To keep that from hanging in the middle of the run, I had to run it enabling default answers to prompts:

# case 3
$ PERL_MM_USE_DEFAULT=1 HARNESS_CLASS=TAP::Harness::Restricted time cpan Dist::Zilla

The results:

  • Case 1: ~16 minutes (cpanminus + TAP::Harness::Restricted)
  • Case 2: ~11 minutes (cpanminus without running tests)
  • Case 3: ~12 minutes (CPAN.pm + TAP::Harness::Restricted)

That was surprising! Comparing #1 and #3, cpanminus writing META files looks like it has about the same overhead as running tests in the first place. If cpanminus didn’t do that, then case #2 might drop down to maybe 7 or 8 minutes. That would average around 3 seconds over the 170 dependencies, which seems plausible.

[Update: Miyagawa pointed out that I’m assuming that writing META is the cause of the slowdown and he’s right. I suspect that it is a large part of it (it hits disk and executes a separate process), but there might be other reasons as well.]

That was the macro picture. Next I wanted to see how long individual distributions took to install so that I could see which ones were causing the biggest delay.

To profile installation timings, I hacked some timing output into cpanminus and then re-ran case #1. Not surprisingly, a handful of distributions were a huge chunk of the installation time.

The number after the distribution in the list below is the number of exclusive seconds required to download, unpack, configure, build, test and install (cpanminus' writing of META is excluded):

Moose-2.1202: 123
Module-Build-0.4204: 63
Dist-Zilla-5.012: 51
IO-Socket-SSL-1.966: 39
Capture-Tiny-0.23: 39
PPI-1.215: 26
DateTime-TimeZone-1.63: 24
File-Temp-0.2304: 21
DateTime-1.06: 21
Test-Harness-3.30: 16
DateTime-Locale-0.45: 16
MooseX-Role-Parameterized-1.02: 9
Net-SSLeay-1.58: 9
Test-Warn-0.24: 9
libwww-perl-6.05: 9
Test-Simple-1.001002: 7
Config-MVP-2.200006: 7
JSON-2.90: 7
Moose-Autobox-0.15: 6

In some cases, it looks like newer versions of dual-life core distributions are being pulled in when they might not need to be.

For example, Test::File::ShareDir requires a newer Module::Build than ships with Perl v5.18.2 for configuration, but doesn’t seem (at first glance) to use any of its features. Switching to ExtUtils::MakeMaker would shave 8% or so off Dist::Zilla’s worst-case installation time (assuming tests are run).

Likewise, Tree::DAG_Node requires a very new File::Temp for testing. Is that really necessary? Maybe not.

Of course, these are worst case results.

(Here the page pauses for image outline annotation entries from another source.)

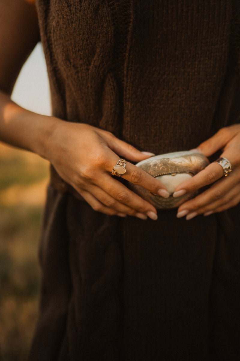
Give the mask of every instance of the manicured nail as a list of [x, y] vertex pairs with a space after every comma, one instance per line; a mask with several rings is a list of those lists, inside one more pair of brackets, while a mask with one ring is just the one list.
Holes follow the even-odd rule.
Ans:
[[119, 217], [127, 217], [127, 214], [125, 214], [124, 213], [117, 213], [117, 215]]
[[180, 189], [180, 191], [177, 191], [177, 192], [175, 192], [172, 195], [172, 196], [174, 198], [176, 198], [178, 197], [181, 197], [181, 196], [183, 196], [184, 194], [185, 194], [186, 191], [186, 189]]
[[159, 189], [159, 191], [158, 192], [158, 194], [159, 194], [159, 196], [161, 196], [161, 197], [163, 197], [164, 198], [168, 198], [170, 195], [167, 191], [162, 189]]
[[197, 152], [198, 153], [200, 153], [201, 151], [199, 148], [194, 148], [193, 149], [190, 149], [190, 152]]
[[181, 210], [181, 212], [178, 212], [177, 214], [177, 218], [181, 218], [182, 217], [184, 217], [185, 216], [186, 216], [187, 214], [189, 212], [187, 209], [184, 209], [184, 210]]
[[194, 218], [194, 217], [195, 217], [197, 215], [198, 213], [196, 212], [192, 212], [191, 213], [189, 213], [187, 215], [187, 216], [186, 217], [186, 220], [187, 221], [190, 221], [190, 219], [191, 219], [192, 218]]
[[148, 217], [145, 214], [143, 214], [142, 213], [136, 213], [135, 215], [135, 217], [137, 217], [138, 218], [140, 218], [140, 219], [148, 219]]
[[158, 219], [158, 216], [156, 213], [154, 213], [154, 212], [152, 212], [151, 210], [150, 210], [149, 212], [148, 212], [147, 216], [149, 218], [150, 218], [151, 219], [153, 219], [153, 221], [156, 221]]
[[146, 156], [149, 156], [150, 157], [152, 157], [153, 156], [155, 156], [155, 154], [153, 153], [150, 153], [149, 152], [141, 152], [141, 153], [142, 153], [143, 154], [145, 154]]

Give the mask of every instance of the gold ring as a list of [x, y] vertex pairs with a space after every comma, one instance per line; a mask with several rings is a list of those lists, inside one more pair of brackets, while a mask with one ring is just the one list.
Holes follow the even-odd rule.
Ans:
[[117, 177], [121, 177], [126, 173], [126, 161], [125, 159], [121, 158], [116, 163], [116, 165], [113, 167], [112, 174], [113, 175], [116, 175]]
[[230, 172], [232, 171], [231, 164], [230, 161], [226, 158], [218, 158], [217, 160], [215, 161], [215, 162], [221, 166], [223, 170], [223, 175], [225, 175], [226, 177], [228, 175]]

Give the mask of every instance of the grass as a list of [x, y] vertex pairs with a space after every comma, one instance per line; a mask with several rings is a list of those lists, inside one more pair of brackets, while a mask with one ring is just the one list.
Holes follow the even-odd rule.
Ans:
[[47, 162], [0, 144], [0, 360], [26, 359], [37, 317]]

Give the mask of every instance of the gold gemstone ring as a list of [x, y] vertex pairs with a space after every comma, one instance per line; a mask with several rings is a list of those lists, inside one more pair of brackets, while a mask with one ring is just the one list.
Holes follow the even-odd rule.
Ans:
[[219, 158], [215, 162], [221, 165], [223, 170], [223, 175], [225, 177], [228, 175], [230, 172], [232, 171], [232, 166], [230, 161], [226, 158]]
[[117, 177], [121, 177], [123, 174], [126, 173], [126, 161], [125, 159], [121, 158], [116, 163], [116, 165], [113, 167], [113, 171], [112, 174], [113, 175], [116, 175]]

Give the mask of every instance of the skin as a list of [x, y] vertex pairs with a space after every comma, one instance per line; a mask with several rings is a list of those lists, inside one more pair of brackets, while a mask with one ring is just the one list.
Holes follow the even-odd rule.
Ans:
[[187, 220], [199, 214], [208, 216], [221, 212], [236, 205], [240, 201], [240, 125], [222, 128], [200, 144], [198, 149], [207, 157], [222, 149], [220, 157], [230, 161], [232, 171], [227, 177], [223, 177], [222, 168], [213, 162], [177, 187], [174, 196], [212, 184], [207, 190], [179, 208], [178, 218], [186, 215]]
[[[119, 158], [137, 162], [150, 155], [143, 154], [108, 132], [87, 124], [40, 115], [11, 101], [10, 95], [19, 71], [40, 40], [33, 2], [0, 0], [0, 140], [48, 160], [63, 179], [95, 210], [111, 215], [156, 219], [154, 207], [111, 176], [113, 166]], [[223, 148], [222, 156], [230, 160], [234, 172], [226, 179], [220, 179], [222, 169], [213, 163], [182, 183], [176, 190], [182, 190], [182, 193], [214, 184], [182, 205], [178, 209], [179, 217], [183, 211], [185, 215], [188, 213], [189, 217], [193, 213], [220, 212], [235, 205], [236, 200], [239, 201], [240, 127], [236, 125], [221, 130], [219, 134], [199, 145], [207, 156]], [[131, 163], [126, 162], [126, 170], [123, 178], [153, 193], [168, 196], [166, 187], [159, 181]]]

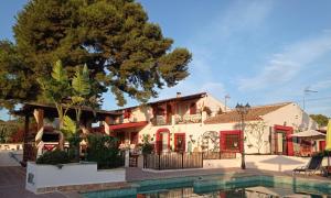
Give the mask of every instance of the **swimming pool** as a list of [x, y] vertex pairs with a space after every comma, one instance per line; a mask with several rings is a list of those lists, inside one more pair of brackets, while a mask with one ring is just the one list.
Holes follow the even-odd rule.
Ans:
[[[106, 197], [322, 197], [331, 195], [331, 183], [316, 179], [266, 175], [214, 175], [132, 183], [131, 188], [83, 194]], [[331, 196], [330, 196], [331, 198]]]

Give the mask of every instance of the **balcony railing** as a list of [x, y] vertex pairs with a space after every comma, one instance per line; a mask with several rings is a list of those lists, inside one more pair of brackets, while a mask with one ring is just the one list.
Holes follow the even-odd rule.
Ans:
[[171, 125], [174, 124], [184, 124], [184, 123], [201, 123], [202, 116], [199, 114], [184, 114], [184, 116], [172, 116], [173, 119], [167, 120], [166, 116], [157, 116], [152, 123], [154, 125]]
[[202, 116], [199, 114], [184, 114], [184, 116], [175, 116], [174, 117], [174, 123], [181, 124], [181, 123], [201, 123]]

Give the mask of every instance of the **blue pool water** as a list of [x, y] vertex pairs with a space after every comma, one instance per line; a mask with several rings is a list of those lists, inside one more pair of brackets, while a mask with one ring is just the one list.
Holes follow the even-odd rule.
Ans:
[[134, 183], [131, 188], [83, 194], [85, 198], [331, 198], [330, 195], [331, 183], [329, 182], [274, 176], [213, 176], [142, 180]]

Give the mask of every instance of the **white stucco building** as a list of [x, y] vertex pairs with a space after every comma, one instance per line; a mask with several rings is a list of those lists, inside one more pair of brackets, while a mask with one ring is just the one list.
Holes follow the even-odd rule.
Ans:
[[111, 134], [131, 147], [148, 135], [156, 152], [241, 152], [244, 142], [246, 153], [295, 155], [301, 148], [289, 134], [317, 129], [298, 105], [285, 102], [252, 107], [243, 134], [239, 114], [206, 92], [117, 111], [122, 116], [106, 119]]

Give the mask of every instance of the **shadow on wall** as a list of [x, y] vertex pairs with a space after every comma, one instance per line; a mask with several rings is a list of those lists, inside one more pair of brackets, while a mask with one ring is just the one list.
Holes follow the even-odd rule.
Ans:
[[282, 172], [282, 166], [286, 166], [286, 165], [301, 165], [302, 164], [302, 162], [300, 162], [300, 161], [288, 158], [282, 155], [277, 155], [273, 158], [261, 161], [260, 163], [270, 164], [270, 165], [277, 164], [278, 172]]
[[317, 123], [310, 119], [309, 114], [306, 113], [303, 110], [301, 110], [301, 124], [299, 125], [299, 129], [302, 129], [303, 131], [308, 129], [318, 129]]

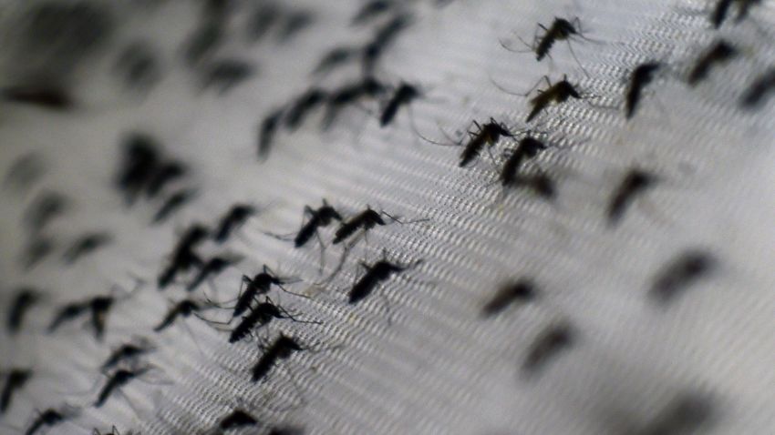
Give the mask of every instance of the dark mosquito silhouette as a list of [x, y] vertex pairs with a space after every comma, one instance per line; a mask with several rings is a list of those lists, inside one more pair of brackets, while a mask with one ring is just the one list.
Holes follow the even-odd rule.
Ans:
[[770, 69], [753, 82], [753, 85], [743, 94], [740, 106], [749, 110], [760, 107], [773, 91], [775, 91], [775, 68]]
[[135, 378], [142, 376], [143, 374], [148, 372], [149, 369], [150, 369], [148, 368], [138, 369], [136, 370], [119, 369], [113, 372], [112, 375], [108, 377], [108, 381], [105, 383], [105, 386], [102, 387], [102, 389], [97, 396], [97, 400], [94, 402], [94, 407], [102, 407], [102, 405], [104, 405], [105, 402], [108, 401], [108, 399], [110, 398], [110, 395], [113, 394], [113, 391], [119, 389], [121, 387], [124, 387]]
[[535, 285], [527, 278], [501, 286], [481, 309], [481, 316], [495, 316], [516, 302], [527, 303], [538, 296]]
[[689, 71], [688, 84], [692, 86], [696, 86], [701, 80], [708, 76], [710, 68], [714, 66], [724, 64], [739, 55], [738, 49], [731, 44], [719, 39], [706, 51]]
[[102, 363], [101, 370], [108, 371], [116, 368], [119, 363], [134, 360], [138, 357], [146, 355], [153, 350], [153, 347], [148, 340], [141, 339], [137, 343], [125, 343], [116, 348]]
[[258, 424], [258, 420], [243, 410], [234, 410], [228, 415], [221, 419], [218, 423], [218, 428], [222, 430], [231, 430], [234, 429], [255, 426]]
[[687, 287], [711, 272], [716, 265], [715, 258], [705, 251], [682, 252], [656, 275], [649, 296], [665, 305]]
[[32, 378], [33, 372], [29, 369], [13, 369], [5, 376], [5, 383], [3, 391], [0, 392], [0, 414], [5, 414], [11, 407], [14, 393], [22, 389]]
[[[543, 31], [543, 35], [539, 35], [539, 30]], [[591, 39], [585, 37], [582, 31], [581, 20], [578, 17], [574, 18], [573, 20], [568, 20], [566, 18], [561, 18], [558, 16], [554, 17], [554, 21], [552, 22], [552, 25], [547, 28], [545, 25], [542, 24], [538, 24], [536, 27], [535, 34], [533, 35], [532, 43], [528, 44], [522, 38], [520, 37], [520, 41], [522, 42], [525, 46], [530, 48], [530, 51], [535, 53], [535, 59], [538, 62], [543, 60], [544, 57], [551, 57], [549, 54], [552, 51], [552, 48], [554, 46], [558, 41], [565, 41], [568, 44], [568, 49], [571, 51], [571, 56], [574, 56], [574, 59], [576, 63], [581, 66], [581, 62], [579, 62], [578, 57], [576, 56], [575, 52], [574, 51], [574, 47], [571, 45], [571, 39], [574, 37], [584, 39], [587, 41], [592, 41]], [[509, 51], [514, 51], [512, 48], [509, 48], [502, 42], [501, 46], [503, 48], [506, 48]], [[582, 70], [584, 75], [589, 76], [589, 74], [586, 70], [582, 66]]]
[[16, 290], [8, 309], [6, 322], [8, 332], [16, 334], [21, 329], [25, 316], [41, 299], [41, 295], [39, 290], [27, 287]]
[[312, 74], [315, 76], [325, 76], [351, 60], [356, 59], [362, 53], [363, 49], [359, 46], [334, 47], [320, 58]]
[[256, 72], [255, 66], [240, 59], [222, 59], [212, 62], [202, 73], [202, 87], [216, 87], [224, 94], [247, 80]]
[[95, 250], [108, 245], [113, 238], [108, 233], [88, 233], [78, 238], [65, 251], [62, 259], [71, 265], [80, 258], [91, 254]]
[[[302, 248], [306, 245], [314, 236], [317, 236], [317, 239], [320, 240], [317, 232], [319, 228], [328, 227], [335, 220], [342, 221], [342, 216], [336, 208], [328, 205], [326, 199], [323, 199], [323, 205], [318, 208], [305, 206], [304, 214], [309, 218], [302, 224], [296, 237], [294, 238], [294, 247], [295, 248]], [[322, 246], [323, 242], [320, 243]]]
[[366, 273], [356, 281], [353, 288], [350, 289], [347, 297], [347, 302], [350, 305], [355, 305], [368, 297], [379, 284], [387, 281], [393, 275], [402, 273], [409, 268], [413, 268], [422, 263], [422, 260], [417, 260], [408, 265], [401, 265], [392, 263], [387, 259], [387, 253], [383, 253], [383, 258], [376, 263], [369, 265], [366, 262], [361, 262], [360, 265], [366, 269]]
[[659, 62], [646, 62], [633, 70], [630, 83], [625, 93], [625, 116], [627, 119], [636, 114], [644, 88], [651, 83], [656, 72], [662, 67]]
[[164, 319], [161, 320], [161, 323], [157, 325], [153, 330], [154, 332], [160, 332], [175, 323], [175, 320], [177, 320], [178, 318], [185, 319], [191, 314], [196, 315], [202, 309], [204, 309], [204, 307], [202, 307], [199, 302], [192, 299], [183, 299], [170, 309], [164, 316]]
[[145, 133], [131, 133], [124, 139], [121, 167], [116, 180], [119, 189], [132, 204], [160, 165], [159, 142]]
[[421, 96], [419, 90], [417, 87], [408, 84], [401, 83], [393, 96], [385, 105], [382, 110], [382, 115], [379, 116], [379, 126], [386, 126], [393, 121], [396, 114], [398, 113], [398, 108], [401, 106], [408, 106], [412, 101]]
[[530, 99], [529, 103], [532, 108], [527, 116], [526, 122], [532, 121], [550, 104], [559, 105], [568, 101], [569, 98], [581, 99], [582, 97], [575, 86], [568, 81], [567, 76], [563, 76], [562, 80], [554, 84], [549, 81], [548, 76], [543, 78], [549, 87], [539, 90], [538, 95]]
[[233, 344], [242, 340], [254, 329], [268, 325], [273, 319], [290, 319], [298, 323], [320, 324], [320, 322], [314, 320], [299, 320], [286, 311], [285, 309], [274, 304], [269, 297], [265, 297], [264, 302], [253, 307], [250, 313], [243, 316], [237, 326], [234, 327], [229, 336], [229, 343]]
[[520, 139], [517, 147], [512, 151], [501, 169], [501, 185], [504, 187], [518, 185], [522, 162], [535, 158], [538, 153], [546, 148], [546, 144], [530, 134]]
[[153, 215], [152, 222], [154, 224], [160, 224], [167, 220], [173, 213], [191, 202], [194, 197], [196, 197], [196, 192], [191, 189], [181, 189], [172, 193], [172, 195], [170, 195], [164, 200], [164, 203], [161, 204], [156, 214]]
[[[476, 126], [476, 130], [469, 130], [467, 132], [469, 141], [465, 144], [462, 141], [445, 144], [432, 141], [422, 136], [420, 137], [434, 145], [462, 147], [463, 150], [460, 153], [460, 163], [459, 166], [463, 167], [476, 160], [485, 146], [487, 146], [487, 151], [490, 152], [490, 148], [494, 147], [501, 140], [501, 137], [514, 137], [516, 136], [515, 133], [509, 130], [505, 124], [499, 123], [492, 117], [486, 124], [481, 125], [477, 121], [473, 121], [473, 125]], [[492, 158], [494, 159], [494, 157]]]
[[178, 273], [186, 272], [191, 267], [202, 264], [202, 258], [194, 252], [194, 249], [209, 236], [210, 230], [202, 224], [192, 224], [185, 230], [172, 251], [170, 264], [159, 276], [157, 285], [160, 289], [164, 289], [171, 284]]
[[70, 93], [56, 85], [7, 86], [0, 88], [0, 97], [10, 103], [38, 106], [51, 110], [69, 110], [76, 105]]
[[235, 229], [256, 213], [254, 207], [248, 204], [235, 204], [221, 218], [215, 229], [213, 238], [218, 243], [223, 243]]
[[145, 186], [146, 197], [154, 197], [158, 196], [165, 187], [181, 178], [187, 172], [188, 168], [181, 162], [160, 163], [148, 178]]
[[41, 231], [49, 222], [67, 209], [67, 198], [58, 192], [46, 192], [25, 213], [25, 224], [34, 232]]
[[408, 27], [411, 19], [408, 15], [401, 14], [396, 15], [385, 25], [379, 27], [374, 35], [371, 42], [363, 48], [362, 62], [365, 76], [374, 73], [377, 62], [396, 40], [402, 30]]
[[367, 76], [359, 82], [332, 91], [326, 105], [326, 116], [323, 120], [324, 128], [330, 126], [336, 120], [339, 112], [347, 105], [357, 100], [369, 97], [377, 98], [385, 93], [387, 86], [373, 76]]
[[353, 25], [360, 25], [377, 18], [379, 15], [389, 12], [390, 9], [396, 6], [396, 3], [391, 0], [371, 0], [365, 3], [360, 9], [356, 13], [351, 20]]
[[570, 348], [576, 332], [567, 323], [553, 325], [536, 337], [522, 361], [522, 371], [526, 376], [536, 375], [550, 359]]
[[[266, 265], [264, 265], [263, 271], [255, 274], [253, 278], [243, 275], [243, 284], [240, 286], [240, 296], [237, 298], [237, 302], [234, 305], [234, 311], [232, 314], [232, 317], [235, 318], [237, 316], [241, 316], [243, 313], [247, 311], [248, 309], [251, 308], [252, 304], [257, 300], [259, 296], [269, 293], [273, 285], [277, 286], [280, 289], [286, 293], [297, 295], [296, 293], [288, 291], [284, 287], [283, 287], [284, 284], [290, 284], [293, 282], [296, 282], [296, 279], [279, 278], [274, 275], [272, 269], [270, 269]], [[245, 286], [244, 290], [242, 288], [243, 286]]]
[[157, 55], [148, 44], [140, 41], [121, 50], [114, 69], [125, 86], [132, 89], [148, 88], [161, 77]]
[[265, 160], [269, 157], [269, 152], [272, 150], [272, 145], [274, 138], [274, 134], [277, 132], [277, 127], [280, 126], [280, 120], [283, 118], [284, 109], [279, 108], [267, 115], [261, 122], [258, 128], [258, 158]]
[[264, 351], [261, 358], [258, 359], [255, 366], [253, 368], [253, 382], [258, 382], [266, 378], [273, 367], [281, 359], [287, 359], [294, 352], [306, 350], [294, 339], [281, 334], [280, 337], [274, 339], [269, 347]]
[[606, 213], [608, 224], [612, 226], [617, 224], [630, 203], [638, 195], [642, 195], [646, 189], [653, 187], [656, 181], [657, 178], [655, 176], [646, 171], [637, 168], [630, 169], [608, 203]]
[[108, 314], [115, 302], [116, 298], [112, 296], [98, 296], [90, 301], [91, 326], [94, 328], [94, 335], [97, 339], [102, 339], [102, 336], [105, 334]]
[[183, 58], [190, 66], [195, 66], [210, 56], [223, 42], [223, 23], [217, 19], [205, 19], [189, 36], [183, 46]]
[[328, 93], [319, 87], [313, 87], [296, 98], [288, 108], [284, 122], [285, 127], [295, 130], [304, 122], [306, 115], [318, 106], [326, 103]]
[[186, 289], [188, 291], [193, 291], [199, 287], [205, 279], [209, 279], [215, 275], [222, 272], [226, 268], [233, 266], [235, 263], [239, 262], [242, 258], [226, 258], [226, 257], [213, 257], [207, 260], [199, 269], [196, 277], [193, 278], [191, 282], [186, 286]]
[[25, 431], [25, 435], [35, 435], [44, 427], [53, 428], [65, 422], [69, 417], [66, 412], [49, 408], [43, 412], [38, 412], [37, 417]]

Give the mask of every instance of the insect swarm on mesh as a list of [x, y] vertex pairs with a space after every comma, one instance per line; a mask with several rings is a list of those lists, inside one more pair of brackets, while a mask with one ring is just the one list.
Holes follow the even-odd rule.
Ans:
[[[294, 248], [304, 247], [315, 236], [317, 236], [317, 239], [320, 240], [318, 229], [328, 227], [335, 220], [342, 221], [342, 215], [334, 207], [330, 206], [326, 199], [323, 199], [323, 205], [317, 208], [305, 206], [304, 216], [308, 217], [308, 218], [305, 222], [302, 223], [299, 231], [294, 238]], [[321, 241], [322, 246], [323, 242]]]
[[189, 66], [195, 66], [208, 57], [222, 44], [225, 36], [223, 23], [217, 19], [207, 19], [201, 24], [185, 41], [183, 59]]
[[40, 301], [41, 297], [40, 290], [29, 287], [24, 287], [16, 291], [13, 301], [9, 305], [8, 318], [5, 323], [8, 332], [13, 335], [21, 329], [27, 311]]
[[353, 285], [347, 295], [347, 303], [355, 305], [360, 302], [367, 298], [377, 286], [388, 280], [393, 275], [400, 274], [420, 264], [422, 264], [421, 259], [407, 265], [393, 263], [388, 260], [387, 252], [383, 252], [382, 258], [374, 264], [369, 265], [366, 262], [361, 262], [360, 266], [366, 269], [366, 273]]
[[29, 369], [12, 369], [5, 375], [5, 382], [0, 392], [0, 415], [5, 414], [11, 407], [14, 393], [22, 389], [32, 378], [33, 371]]
[[161, 207], [153, 215], [151, 222], [153, 224], [160, 224], [167, 220], [173, 213], [180, 210], [186, 204], [190, 203], [196, 197], [196, 191], [189, 188], [182, 188], [164, 199]]
[[548, 76], [543, 78], [549, 87], [538, 90], [538, 95], [530, 99], [528, 103], [532, 108], [525, 122], [532, 121], [550, 104], [559, 105], [568, 101], [569, 98], [581, 99], [582, 97], [576, 87], [568, 81], [567, 76], [563, 76], [562, 80], [554, 84], [549, 81]]
[[25, 212], [25, 225], [33, 232], [42, 231], [49, 222], [67, 209], [67, 198], [58, 192], [45, 192]]
[[313, 69], [315, 76], [325, 76], [334, 69], [346, 65], [347, 62], [356, 59], [363, 53], [360, 46], [336, 46], [329, 50], [317, 62]]
[[656, 419], [647, 423], [638, 434], [695, 433], [700, 428], [708, 429], [716, 414], [709, 398], [700, 394], [684, 392], [674, 398]]
[[186, 286], [186, 290], [195, 290], [205, 279], [212, 278], [213, 276], [222, 272], [226, 268], [232, 267], [241, 260], [242, 258], [239, 257], [213, 257], [208, 259], [200, 267], [196, 277]]
[[123, 156], [116, 186], [131, 205], [148, 185], [161, 162], [159, 142], [146, 133], [132, 132], [122, 141]]
[[67, 265], [72, 265], [80, 258], [89, 255], [95, 250], [109, 244], [113, 238], [105, 232], [88, 233], [74, 241], [62, 256]]
[[255, 66], [241, 59], [220, 59], [210, 63], [202, 74], [202, 87], [216, 87], [225, 94], [256, 72]]
[[175, 323], [178, 318], [188, 318], [191, 314], [202, 311], [204, 307], [202, 304], [193, 299], [181, 300], [170, 309], [167, 314], [164, 315], [161, 322], [153, 328], [153, 331], [160, 332]]
[[517, 147], [512, 151], [506, 161], [503, 162], [500, 176], [501, 185], [504, 187], [516, 185], [522, 163], [535, 158], [538, 153], [547, 147], [546, 144], [530, 133], [525, 135], [517, 143]]
[[319, 325], [320, 322], [314, 320], [300, 320], [292, 316], [285, 309], [274, 304], [269, 297], [265, 297], [264, 302], [250, 309], [250, 313], [243, 316], [236, 327], [229, 335], [229, 343], [236, 343], [247, 337], [254, 329], [263, 328], [269, 324], [273, 319], [289, 319], [297, 323], [311, 323]]
[[654, 80], [662, 64], [659, 62], [646, 62], [636, 66], [630, 74], [629, 85], [625, 92], [625, 116], [627, 119], [636, 114], [644, 88]]
[[326, 103], [328, 92], [319, 87], [311, 87], [290, 105], [284, 123], [289, 130], [295, 130], [304, 122], [306, 115]]
[[439, 142], [434, 142], [432, 140], [424, 138], [427, 142], [435, 145], [452, 145], [452, 146], [461, 146], [463, 150], [460, 152], [460, 162], [458, 165], [460, 167], [466, 167], [470, 165], [471, 162], [476, 160], [479, 157], [479, 155], [481, 153], [482, 148], [487, 146], [488, 151], [490, 148], [494, 147], [501, 137], [514, 137], [515, 134], [512, 133], [505, 124], [499, 123], [495, 121], [494, 118], [491, 117], [490, 121], [487, 123], [480, 125], [477, 121], [473, 121], [474, 126], [476, 126], [476, 130], [469, 130], [469, 141], [467, 143], [452, 143], [452, 144], [442, 144]]
[[535, 299], [538, 291], [531, 279], [522, 278], [504, 284], [481, 309], [481, 317], [489, 318], [500, 314], [517, 302], [527, 303]]
[[522, 375], [536, 376], [551, 359], [573, 346], [575, 339], [576, 332], [569, 323], [557, 323], [546, 328], [528, 348], [521, 368]]
[[25, 435], [35, 435], [43, 429], [44, 426], [53, 428], [54, 426], [65, 422], [69, 417], [70, 416], [66, 412], [53, 408], [48, 408], [42, 412], [37, 412], [37, 417], [32, 421], [32, 423], [30, 423], [29, 427], [25, 431]]
[[280, 334], [264, 351], [261, 358], [253, 366], [252, 380], [258, 382], [269, 374], [273, 367], [281, 359], [287, 359], [294, 352], [306, 350], [294, 339]]
[[149, 368], [140, 368], [138, 369], [119, 369], [112, 374], [108, 375], [108, 381], [100, 389], [97, 396], [97, 400], [94, 402], [95, 408], [100, 408], [108, 401], [113, 391], [119, 390], [121, 387], [126, 386], [129, 381], [142, 376], [150, 370]]
[[[539, 30], [543, 31], [542, 35], [538, 35]], [[544, 57], [550, 56], [549, 52], [557, 41], [565, 41], [568, 43], [568, 49], [571, 51], [571, 55], [574, 56], [574, 59], [575, 59], [576, 63], [581, 66], [581, 63], [574, 52], [574, 48], [571, 46], [571, 38], [574, 36], [587, 39], [584, 36], [582, 32], [581, 20], [579, 20], [578, 17], [574, 18], [573, 20], [568, 20], [566, 18], [555, 16], [554, 21], [552, 22], [552, 25], [548, 28], [540, 23], [538, 24], [532, 44], [526, 43], [522, 38], [520, 38], [520, 40], [522, 40], [522, 44], [527, 46], [531, 51], [535, 53], [535, 59], [539, 62], [543, 60]], [[504, 44], [501, 43], [501, 45], [507, 50], [511, 50], [511, 48], [506, 46]], [[584, 71], [584, 74], [586, 74], [586, 71]]]
[[358, 82], [345, 85], [331, 91], [326, 102], [326, 111], [323, 119], [323, 128], [331, 126], [346, 106], [355, 104], [365, 97], [377, 98], [384, 94], [387, 88], [377, 78], [368, 76]]
[[266, 160], [269, 157], [269, 152], [272, 150], [274, 134], [277, 132], [277, 127], [280, 126], [280, 120], [284, 113], [284, 108], [278, 108], [269, 113], [261, 121], [258, 127], [258, 158], [259, 160]]
[[185, 176], [188, 170], [184, 164], [178, 161], [160, 162], [145, 186], [146, 197], [156, 197], [164, 190], [165, 187]]
[[[370, 207], [367, 207], [366, 210], [358, 213], [355, 217], [344, 220], [339, 224], [339, 228], [336, 228], [336, 232], [334, 233], [334, 240], [331, 242], [334, 245], [338, 245], [343, 241], [346, 240], [357, 230], [362, 230], [364, 233], [373, 228], [374, 227], [385, 226], [387, 223], [385, 219], [382, 218], [382, 214], [376, 210], [374, 210]], [[392, 218], [390, 215], [384, 213], [385, 216], [393, 218], [394, 220], [398, 220]]]
[[625, 211], [626, 211], [636, 197], [643, 195], [646, 189], [654, 187], [657, 181], [656, 176], [642, 169], [632, 168], [628, 170], [619, 184], [619, 187], [614, 191], [611, 200], [608, 203], [606, 211], [608, 225], [614, 226], [618, 224]]
[[689, 71], [687, 82], [690, 86], [697, 86], [701, 80], [708, 76], [710, 69], [717, 65], [728, 62], [739, 55], [734, 46], [723, 39], [716, 41], [697, 60], [694, 67]]
[[221, 218], [212, 236], [213, 238], [218, 243], [225, 242], [233, 231], [242, 227], [256, 212], [256, 208], [249, 204], [232, 206], [229, 211]]
[[760, 76], [740, 99], [740, 106], [747, 110], [760, 107], [775, 91], [775, 68]]
[[188, 271], [191, 267], [202, 264], [202, 258], [194, 249], [209, 236], [210, 229], [199, 223], [191, 224], [183, 232], [172, 250], [170, 264], [159, 276], [157, 280], [159, 289], [164, 289], [171, 284], [179, 272]]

In many real-world cases, you might already have Moose, LWP, DateTime and other modules installed and the installation burden will be less.

So what should you do if you need to install Dist::Zilla?

If you like tests, install TAP::Harness::Restricted and use CPAN.pm like this:

$ cpan TAP::Harness::Restricted
$ PERL_MM_USE_DEFAULT=1 HARNESS_CLASS=TAP::Harness::Restricted cpan Dist::Zilla

If you don’t mind installing things without tests, use cpanminus like this:

$ cpanm -n Dist::Zilla

In either case, it’s probably going to take about 10 minutes.

Go for a walk, go get a cup of your favorite beverage, take a bathroom break, or whatever. When you get back, Dist::Zilla should be ready for you.